Memoria histórica: días de plomo en julio
Publicado el 14/07/2023 a las 07:44
Madrugada de un 13 de julio de 1936. Unos hombres se presentaron en su casa diciéndole que tenía que acompañarles. Dado el ambiente prebélico que se respiraba en las calles y las graves amenazas que había recibido solo un mes antes en el Congreso de los diputados, desde que los vio fue consciente de la gravedad de la visita. No obstante se fue con ellos tranquilizando a su mujer. Los hombres le metieron en un coche y unos metros más allá le descerrajaron dos tiros en la cabeza abandonando su cuerpo en medio de la calle. Se llamaba José Calvo Sotelo, tenía 43 años y era uno de los líderes de la oposición a un Gobierno cuya política estaba condenando a media España a dejarse eliminar por la otra media.
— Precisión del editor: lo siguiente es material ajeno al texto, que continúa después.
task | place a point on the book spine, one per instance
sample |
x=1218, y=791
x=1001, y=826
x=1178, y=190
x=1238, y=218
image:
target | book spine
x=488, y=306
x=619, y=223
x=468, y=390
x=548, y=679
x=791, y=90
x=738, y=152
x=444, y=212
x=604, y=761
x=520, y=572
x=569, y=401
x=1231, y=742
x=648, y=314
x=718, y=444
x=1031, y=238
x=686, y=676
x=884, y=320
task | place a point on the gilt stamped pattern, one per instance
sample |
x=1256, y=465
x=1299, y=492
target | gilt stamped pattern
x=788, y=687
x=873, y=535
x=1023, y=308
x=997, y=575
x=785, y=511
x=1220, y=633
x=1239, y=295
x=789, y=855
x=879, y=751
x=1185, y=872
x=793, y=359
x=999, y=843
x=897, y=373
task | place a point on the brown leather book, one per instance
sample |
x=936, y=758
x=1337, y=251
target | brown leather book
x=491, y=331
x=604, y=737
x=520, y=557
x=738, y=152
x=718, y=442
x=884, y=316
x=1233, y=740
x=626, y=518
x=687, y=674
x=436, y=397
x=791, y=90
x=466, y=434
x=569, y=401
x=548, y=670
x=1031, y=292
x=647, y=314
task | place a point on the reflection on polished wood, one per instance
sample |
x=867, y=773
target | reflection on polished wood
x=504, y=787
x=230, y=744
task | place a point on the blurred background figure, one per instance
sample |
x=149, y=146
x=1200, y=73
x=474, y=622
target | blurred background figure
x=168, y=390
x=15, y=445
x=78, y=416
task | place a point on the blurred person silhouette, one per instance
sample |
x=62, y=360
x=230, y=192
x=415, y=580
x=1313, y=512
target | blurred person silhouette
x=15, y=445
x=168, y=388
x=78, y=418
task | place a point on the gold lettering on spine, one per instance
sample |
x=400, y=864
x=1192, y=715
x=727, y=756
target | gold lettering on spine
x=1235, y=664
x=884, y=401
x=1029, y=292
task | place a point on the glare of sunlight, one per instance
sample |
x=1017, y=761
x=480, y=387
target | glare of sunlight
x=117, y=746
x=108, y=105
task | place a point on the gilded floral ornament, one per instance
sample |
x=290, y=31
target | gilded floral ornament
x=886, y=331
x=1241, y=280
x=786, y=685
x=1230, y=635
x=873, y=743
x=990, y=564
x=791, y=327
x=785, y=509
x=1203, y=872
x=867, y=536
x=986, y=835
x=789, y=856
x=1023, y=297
Pasaron muchos años... Tarde de un 12 de julio de 1997. En un descampado yace un joven que se muere a chorros con la cabeza abierta por dos disparos. Buscando extorsionar al Gobierno, tres hombres le habían secuestrado a punta de pistola camino de su trabajo dos días antes. El joven se llamaba Miguel Ángel Blanco, tenía 29 años, era un modesto concejal de su pueblo y su asesinato movilizaría a millones de españoles. Uno y otro fueron dos terribles y determinantes crímenes de nuestra historia, cuyos respectivos responsables y herederos políticos pretenden hacernos olvidar, para blanqueamiento de su sangrienta memoria.